# Does Anybody Know Where



## willie226 (Apr 4, 2006)

Hello everybody 
I'm looking for a used laptop I don't want pay alot for it can have windows 98 or 98 SE
Do any of you know where I can get one or have one they are willing to sell
I don't want to use e-bay

Thanks 
Willie


----------



## wolfwood (Sep 19, 2005)

willie226 said:


> Hello everybody
> I'm looking for a used laptop I don't want pay alot for it can have windows 98 or 98 SE
> Do any of you know where I can get one or have one they are willing to sell
> I don't want to use e-bay
> ...


Hi Willie.

I don't have any 1st hand experience with them - but a number of the techy guys here (at a Software company) have reported excellent results and good prices from www.geek.com.

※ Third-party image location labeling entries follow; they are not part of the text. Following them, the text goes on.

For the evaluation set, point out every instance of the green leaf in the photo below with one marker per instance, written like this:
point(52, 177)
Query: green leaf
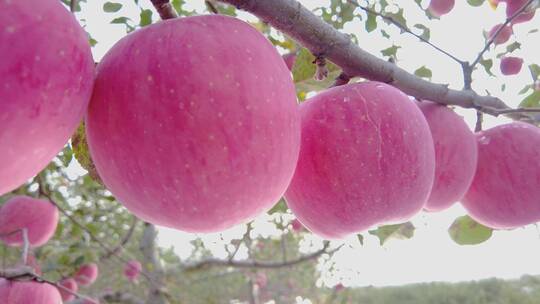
point(120, 20)
point(146, 17)
point(487, 64)
point(423, 72)
point(525, 89)
point(391, 51)
point(466, 231)
point(398, 231)
point(112, 7)
point(531, 101)
point(535, 71)
point(280, 207)
point(398, 17)
point(475, 2)
point(371, 22)
point(513, 46)
point(304, 69)
point(426, 34)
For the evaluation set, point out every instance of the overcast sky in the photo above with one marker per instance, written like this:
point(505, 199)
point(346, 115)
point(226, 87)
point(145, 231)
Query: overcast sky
point(430, 255)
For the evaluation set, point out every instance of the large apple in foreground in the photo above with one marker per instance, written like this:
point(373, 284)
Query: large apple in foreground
point(46, 78)
point(366, 158)
point(455, 155)
point(505, 192)
point(194, 123)
point(39, 217)
point(28, 292)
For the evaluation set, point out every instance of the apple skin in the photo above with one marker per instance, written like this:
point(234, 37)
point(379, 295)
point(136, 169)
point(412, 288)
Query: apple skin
point(366, 158)
point(456, 155)
point(39, 217)
point(28, 292)
point(70, 284)
point(187, 135)
point(87, 274)
point(511, 65)
point(46, 79)
point(505, 190)
point(503, 36)
point(440, 7)
point(132, 270)
point(512, 6)
point(289, 59)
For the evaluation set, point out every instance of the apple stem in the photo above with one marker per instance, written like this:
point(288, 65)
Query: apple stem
point(165, 9)
point(26, 245)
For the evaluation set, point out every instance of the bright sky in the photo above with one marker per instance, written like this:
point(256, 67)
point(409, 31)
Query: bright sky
point(430, 255)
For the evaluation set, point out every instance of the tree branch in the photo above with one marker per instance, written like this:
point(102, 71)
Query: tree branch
point(405, 29)
point(260, 264)
point(123, 242)
point(492, 39)
point(151, 263)
point(290, 17)
point(165, 9)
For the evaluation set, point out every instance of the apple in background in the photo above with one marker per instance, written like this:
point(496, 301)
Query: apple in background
point(39, 217)
point(132, 270)
point(87, 274)
point(511, 65)
point(289, 60)
point(223, 142)
point(455, 155)
point(503, 36)
point(513, 6)
point(70, 284)
point(505, 190)
point(261, 280)
point(366, 158)
point(440, 7)
point(28, 292)
point(47, 74)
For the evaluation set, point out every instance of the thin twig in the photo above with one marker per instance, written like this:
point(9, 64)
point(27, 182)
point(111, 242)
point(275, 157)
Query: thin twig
point(165, 9)
point(124, 241)
point(405, 29)
point(492, 38)
point(261, 264)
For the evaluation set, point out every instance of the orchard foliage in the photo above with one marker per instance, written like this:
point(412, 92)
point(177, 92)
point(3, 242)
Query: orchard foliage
point(193, 123)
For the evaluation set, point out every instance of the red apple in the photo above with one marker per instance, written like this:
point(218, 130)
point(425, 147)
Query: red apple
point(455, 155)
point(506, 187)
point(440, 7)
point(503, 36)
point(189, 136)
point(513, 6)
point(28, 292)
point(132, 270)
point(87, 274)
point(70, 284)
point(4, 290)
point(46, 78)
point(366, 158)
point(289, 60)
point(511, 65)
point(39, 217)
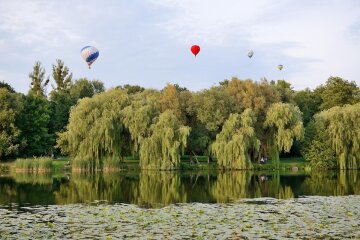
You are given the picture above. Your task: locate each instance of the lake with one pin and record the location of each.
(152, 189)
(181, 205)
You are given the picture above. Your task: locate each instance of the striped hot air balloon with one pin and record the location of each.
(89, 54)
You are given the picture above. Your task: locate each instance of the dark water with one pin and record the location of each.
(156, 189)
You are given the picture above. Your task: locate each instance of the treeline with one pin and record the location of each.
(236, 123)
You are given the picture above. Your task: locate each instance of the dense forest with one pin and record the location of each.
(236, 123)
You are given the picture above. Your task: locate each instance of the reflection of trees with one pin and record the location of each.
(231, 186)
(285, 192)
(92, 187)
(332, 183)
(26, 188)
(158, 188)
(270, 186)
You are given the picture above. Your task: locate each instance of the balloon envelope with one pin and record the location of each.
(195, 49)
(89, 54)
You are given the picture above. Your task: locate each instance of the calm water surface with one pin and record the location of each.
(157, 189)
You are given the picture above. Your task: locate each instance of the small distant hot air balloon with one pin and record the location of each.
(89, 54)
(195, 49)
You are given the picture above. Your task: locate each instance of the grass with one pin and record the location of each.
(285, 164)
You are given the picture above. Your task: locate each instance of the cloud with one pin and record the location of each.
(315, 36)
(37, 21)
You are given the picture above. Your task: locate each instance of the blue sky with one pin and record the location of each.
(147, 42)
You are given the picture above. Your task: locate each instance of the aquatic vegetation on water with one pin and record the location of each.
(310, 217)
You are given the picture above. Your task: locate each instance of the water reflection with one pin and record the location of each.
(156, 189)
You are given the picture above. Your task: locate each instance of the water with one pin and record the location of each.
(154, 189)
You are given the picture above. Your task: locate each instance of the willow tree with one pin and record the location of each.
(10, 106)
(96, 130)
(139, 116)
(234, 143)
(159, 188)
(283, 124)
(342, 125)
(165, 142)
(258, 96)
(38, 82)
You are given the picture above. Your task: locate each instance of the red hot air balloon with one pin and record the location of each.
(195, 49)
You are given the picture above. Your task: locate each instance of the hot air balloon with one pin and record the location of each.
(195, 49)
(89, 54)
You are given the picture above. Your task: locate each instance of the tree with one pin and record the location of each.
(342, 126)
(61, 102)
(284, 90)
(96, 130)
(258, 96)
(317, 148)
(169, 100)
(283, 124)
(338, 92)
(166, 140)
(308, 102)
(234, 143)
(139, 115)
(62, 76)
(132, 89)
(33, 123)
(84, 88)
(212, 107)
(60, 97)
(248, 94)
(10, 106)
(38, 82)
(3, 84)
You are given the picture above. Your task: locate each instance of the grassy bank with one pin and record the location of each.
(35, 165)
(38, 165)
(131, 163)
(296, 163)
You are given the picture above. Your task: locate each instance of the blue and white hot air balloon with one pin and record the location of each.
(89, 54)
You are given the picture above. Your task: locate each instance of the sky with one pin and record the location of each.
(147, 42)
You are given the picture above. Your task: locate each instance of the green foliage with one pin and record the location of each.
(342, 126)
(308, 102)
(284, 124)
(212, 107)
(33, 123)
(139, 116)
(38, 85)
(338, 92)
(84, 88)
(10, 106)
(234, 142)
(61, 102)
(43, 164)
(166, 140)
(96, 130)
(61, 75)
(249, 94)
(132, 89)
(316, 147)
(284, 90)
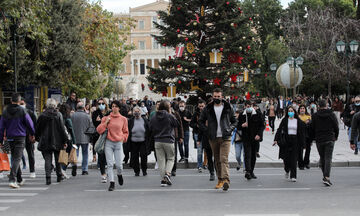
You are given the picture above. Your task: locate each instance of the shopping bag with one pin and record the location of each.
(100, 143)
(73, 156)
(63, 157)
(4, 162)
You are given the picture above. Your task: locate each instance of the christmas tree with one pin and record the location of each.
(215, 43)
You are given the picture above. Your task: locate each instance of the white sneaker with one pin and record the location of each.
(286, 175)
(103, 179)
(14, 185)
(22, 182)
(32, 175)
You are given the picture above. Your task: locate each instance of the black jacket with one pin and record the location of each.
(283, 128)
(162, 127)
(324, 126)
(50, 131)
(228, 121)
(255, 127)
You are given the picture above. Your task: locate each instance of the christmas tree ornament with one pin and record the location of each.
(215, 56)
(179, 51)
(190, 47)
(217, 81)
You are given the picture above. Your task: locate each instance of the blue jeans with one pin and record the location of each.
(113, 150)
(185, 146)
(355, 140)
(85, 155)
(238, 148)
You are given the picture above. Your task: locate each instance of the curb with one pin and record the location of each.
(193, 165)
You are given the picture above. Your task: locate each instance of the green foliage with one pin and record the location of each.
(226, 26)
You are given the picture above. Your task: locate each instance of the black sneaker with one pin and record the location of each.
(163, 183)
(327, 182)
(168, 180)
(120, 179)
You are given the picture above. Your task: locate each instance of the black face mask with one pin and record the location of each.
(217, 101)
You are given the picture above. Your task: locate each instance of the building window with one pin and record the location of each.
(141, 24)
(154, 20)
(155, 44)
(142, 45)
(142, 69)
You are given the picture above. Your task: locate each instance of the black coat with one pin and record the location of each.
(147, 132)
(301, 137)
(228, 121)
(50, 131)
(255, 127)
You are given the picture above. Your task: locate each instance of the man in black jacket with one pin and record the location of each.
(324, 129)
(251, 124)
(221, 121)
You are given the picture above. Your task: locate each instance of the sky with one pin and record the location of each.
(122, 6)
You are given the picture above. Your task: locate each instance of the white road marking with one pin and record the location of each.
(12, 201)
(203, 190)
(4, 208)
(18, 194)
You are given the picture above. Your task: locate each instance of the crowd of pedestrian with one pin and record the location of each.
(132, 129)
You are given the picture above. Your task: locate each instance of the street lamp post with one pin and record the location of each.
(294, 63)
(347, 50)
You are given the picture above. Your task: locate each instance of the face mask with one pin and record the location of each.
(217, 101)
(249, 110)
(291, 114)
(102, 107)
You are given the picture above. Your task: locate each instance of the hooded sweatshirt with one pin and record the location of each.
(324, 126)
(162, 126)
(15, 120)
(117, 128)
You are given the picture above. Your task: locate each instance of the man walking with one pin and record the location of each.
(221, 121)
(82, 123)
(14, 122)
(324, 129)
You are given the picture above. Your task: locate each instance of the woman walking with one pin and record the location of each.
(139, 134)
(117, 126)
(52, 137)
(304, 161)
(290, 137)
(101, 111)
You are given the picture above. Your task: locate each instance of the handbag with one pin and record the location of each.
(100, 143)
(63, 157)
(73, 156)
(4, 162)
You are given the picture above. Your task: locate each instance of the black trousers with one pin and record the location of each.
(47, 155)
(30, 151)
(17, 145)
(138, 149)
(272, 123)
(250, 149)
(209, 156)
(291, 156)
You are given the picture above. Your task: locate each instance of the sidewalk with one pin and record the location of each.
(343, 156)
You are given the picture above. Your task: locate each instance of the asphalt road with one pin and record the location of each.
(191, 194)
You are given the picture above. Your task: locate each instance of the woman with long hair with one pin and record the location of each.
(290, 137)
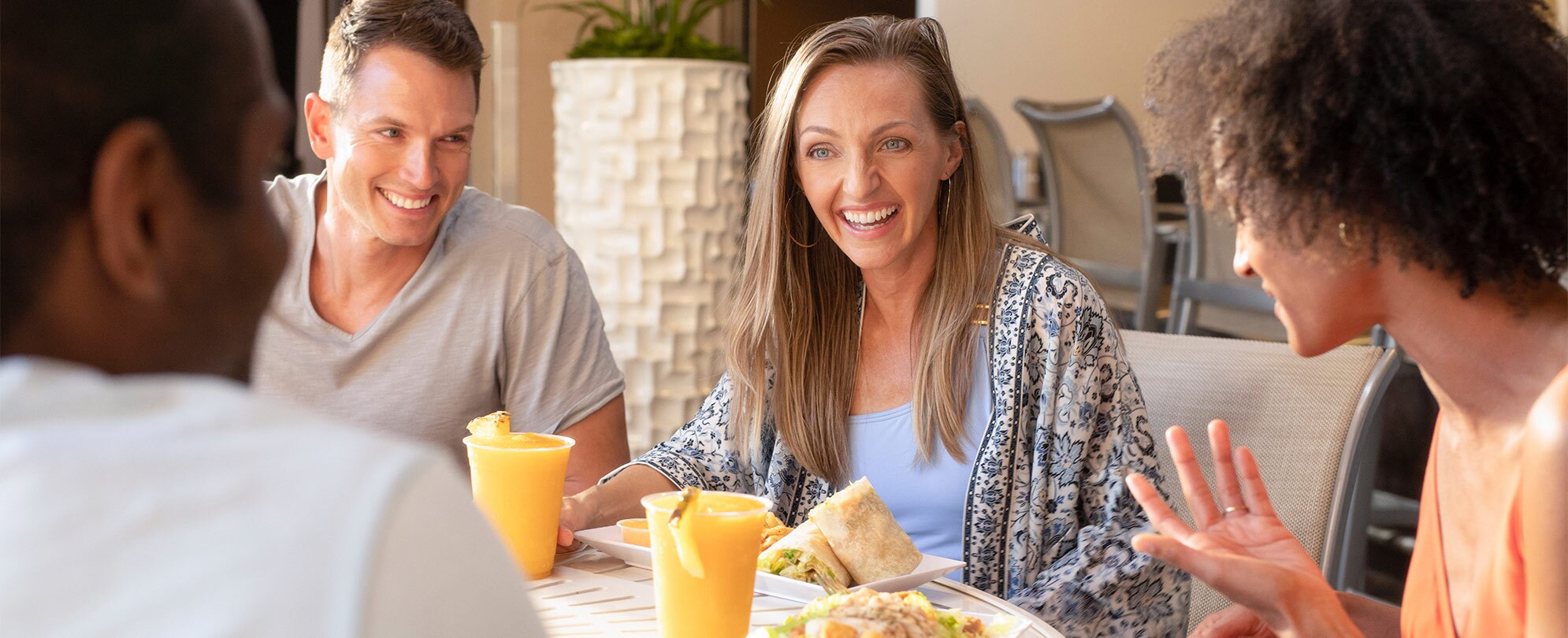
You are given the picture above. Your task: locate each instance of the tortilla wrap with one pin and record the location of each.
(864, 536)
(801, 554)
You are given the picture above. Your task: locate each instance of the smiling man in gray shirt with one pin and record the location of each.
(413, 303)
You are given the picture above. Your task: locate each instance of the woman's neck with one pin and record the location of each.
(1485, 358)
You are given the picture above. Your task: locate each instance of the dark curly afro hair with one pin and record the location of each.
(1436, 129)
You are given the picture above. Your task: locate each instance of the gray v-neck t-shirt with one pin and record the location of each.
(497, 317)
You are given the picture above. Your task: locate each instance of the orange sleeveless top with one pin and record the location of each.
(1498, 599)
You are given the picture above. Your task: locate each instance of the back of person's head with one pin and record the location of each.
(128, 132)
(435, 28)
(1435, 129)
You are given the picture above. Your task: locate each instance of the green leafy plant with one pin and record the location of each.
(651, 28)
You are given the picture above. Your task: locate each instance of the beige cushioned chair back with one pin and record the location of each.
(1292, 413)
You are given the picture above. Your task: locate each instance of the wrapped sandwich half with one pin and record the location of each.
(864, 535)
(868, 614)
(804, 555)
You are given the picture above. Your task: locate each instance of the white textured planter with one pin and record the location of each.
(649, 187)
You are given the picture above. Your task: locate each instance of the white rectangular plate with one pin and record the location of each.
(609, 541)
(988, 618)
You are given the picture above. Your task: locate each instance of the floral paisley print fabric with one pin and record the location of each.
(1050, 521)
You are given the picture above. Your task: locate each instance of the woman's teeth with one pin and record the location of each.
(405, 202)
(869, 218)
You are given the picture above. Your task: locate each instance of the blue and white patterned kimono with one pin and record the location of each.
(1050, 521)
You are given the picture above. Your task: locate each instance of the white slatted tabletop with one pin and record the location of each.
(595, 595)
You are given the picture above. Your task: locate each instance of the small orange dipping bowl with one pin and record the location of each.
(634, 532)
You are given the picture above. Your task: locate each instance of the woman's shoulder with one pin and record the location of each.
(1043, 275)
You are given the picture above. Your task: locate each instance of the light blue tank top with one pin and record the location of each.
(927, 499)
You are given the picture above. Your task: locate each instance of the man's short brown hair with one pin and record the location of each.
(435, 28)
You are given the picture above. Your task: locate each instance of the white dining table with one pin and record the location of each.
(595, 595)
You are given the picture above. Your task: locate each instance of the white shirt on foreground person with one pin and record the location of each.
(179, 505)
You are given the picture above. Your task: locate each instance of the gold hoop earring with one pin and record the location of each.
(1344, 237)
(797, 242)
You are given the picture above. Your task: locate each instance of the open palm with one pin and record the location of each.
(1241, 551)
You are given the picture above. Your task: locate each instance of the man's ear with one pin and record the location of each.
(131, 184)
(318, 126)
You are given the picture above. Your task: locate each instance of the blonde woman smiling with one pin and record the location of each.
(883, 326)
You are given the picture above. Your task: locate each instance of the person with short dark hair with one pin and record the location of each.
(411, 303)
(1399, 163)
(143, 491)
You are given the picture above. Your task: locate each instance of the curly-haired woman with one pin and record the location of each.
(1399, 163)
(883, 326)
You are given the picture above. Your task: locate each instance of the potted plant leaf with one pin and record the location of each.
(649, 185)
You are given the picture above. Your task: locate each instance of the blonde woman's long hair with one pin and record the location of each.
(797, 303)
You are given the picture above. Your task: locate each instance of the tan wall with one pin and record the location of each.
(1057, 50)
(543, 36)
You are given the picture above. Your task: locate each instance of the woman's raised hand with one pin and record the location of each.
(1238, 546)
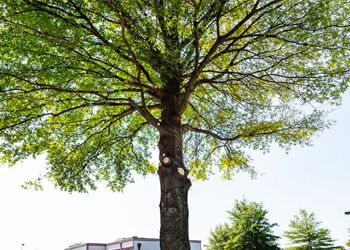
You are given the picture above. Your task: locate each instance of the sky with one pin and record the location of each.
(315, 178)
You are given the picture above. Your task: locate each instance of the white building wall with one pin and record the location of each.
(154, 245)
(147, 245)
(78, 248)
(96, 248)
(117, 245)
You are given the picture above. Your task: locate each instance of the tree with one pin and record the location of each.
(305, 231)
(96, 85)
(249, 229)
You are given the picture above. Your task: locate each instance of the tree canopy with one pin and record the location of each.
(83, 81)
(305, 231)
(248, 229)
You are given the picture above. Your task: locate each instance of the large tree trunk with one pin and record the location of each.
(174, 182)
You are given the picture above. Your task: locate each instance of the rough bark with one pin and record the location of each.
(173, 177)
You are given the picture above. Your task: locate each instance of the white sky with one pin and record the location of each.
(315, 178)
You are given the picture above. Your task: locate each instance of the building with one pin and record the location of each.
(132, 243)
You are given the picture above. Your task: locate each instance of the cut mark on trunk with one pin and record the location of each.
(181, 171)
(167, 160)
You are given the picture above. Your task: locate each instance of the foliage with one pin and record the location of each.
(305, 231)
(249, 229)
(86, 81)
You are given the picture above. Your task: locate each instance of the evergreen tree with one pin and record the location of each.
(249, 229)
(305, 231)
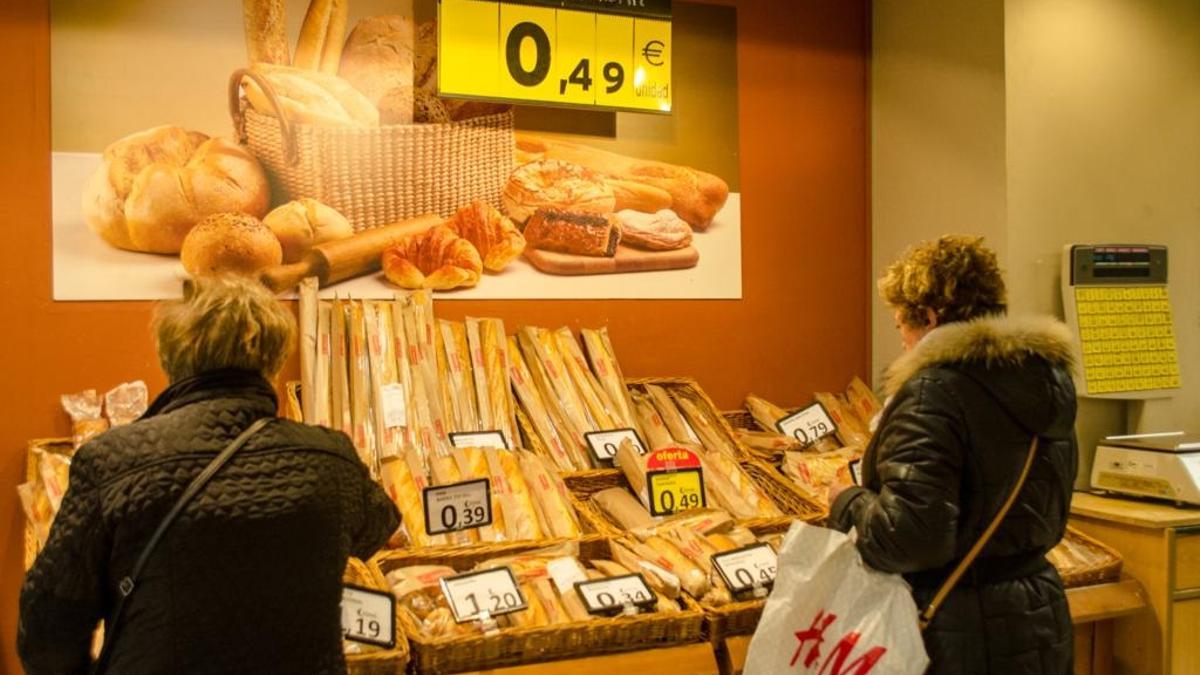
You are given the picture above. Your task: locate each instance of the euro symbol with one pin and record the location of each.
(653, 52)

Good luck!


----------



## H2oSprayer (Aug 5, 2006)

wolfwood said:


> Hello everybody
> I'm looking for a used laptop I don't want pay alot for it can have windows 98 or 98 SE
> Do any of you know where I can get one or have one they are willing to sell
> I don't want to use e-bay
> ...


Hi Willie.

I don't have any 1st hand experience with them - but a number of the techy guys here (at a Software company) have reported excellent results and good prices from www.geek.com. Good luck!
[/quote]

It is actually www.geeks.com . I have ordered several items from this place and have have good luck with them, and have found that the prices were great. They have a refurbished Dell laptop for $359 that may work for you.

Chris


----------



## HootBob (Apr 26, 2004)

You can also check outTiger Direct
They have some pretty good deals maybe they might even have some refurbished ones

Don


----------



## Lmbevard (Mar 18, 2006)

I hate to say it, but you get what you pay for. A usable laptop, one with wireless connection built in as well as enough memory and speed to be usable will cost ~$400 or more used. A new one from Dell right now starts at $500 and I have seen them for less. I have bought 2 used laptops before and thought I was saving money but one died after 3 months (90 day warrenty of course) and the other one was only usable as a typewritter. So consider getting something that will last for a while instead of something that will just do. My 2 cents worth.


----------



## nynethead (Sep 23, 2005)

There are many sites out therer where you can get a new laptop for 500-600 dollars with a waranty.

www.oupost.com has sales every week.

www.pricewatch.com will give all vendors with new or used laptops

www.buy.com also has great deals depending the week.

www.newegg.com has great prices, not sure about laptops. ordered 5.1 speaker set and an mp3 player from them today.


----------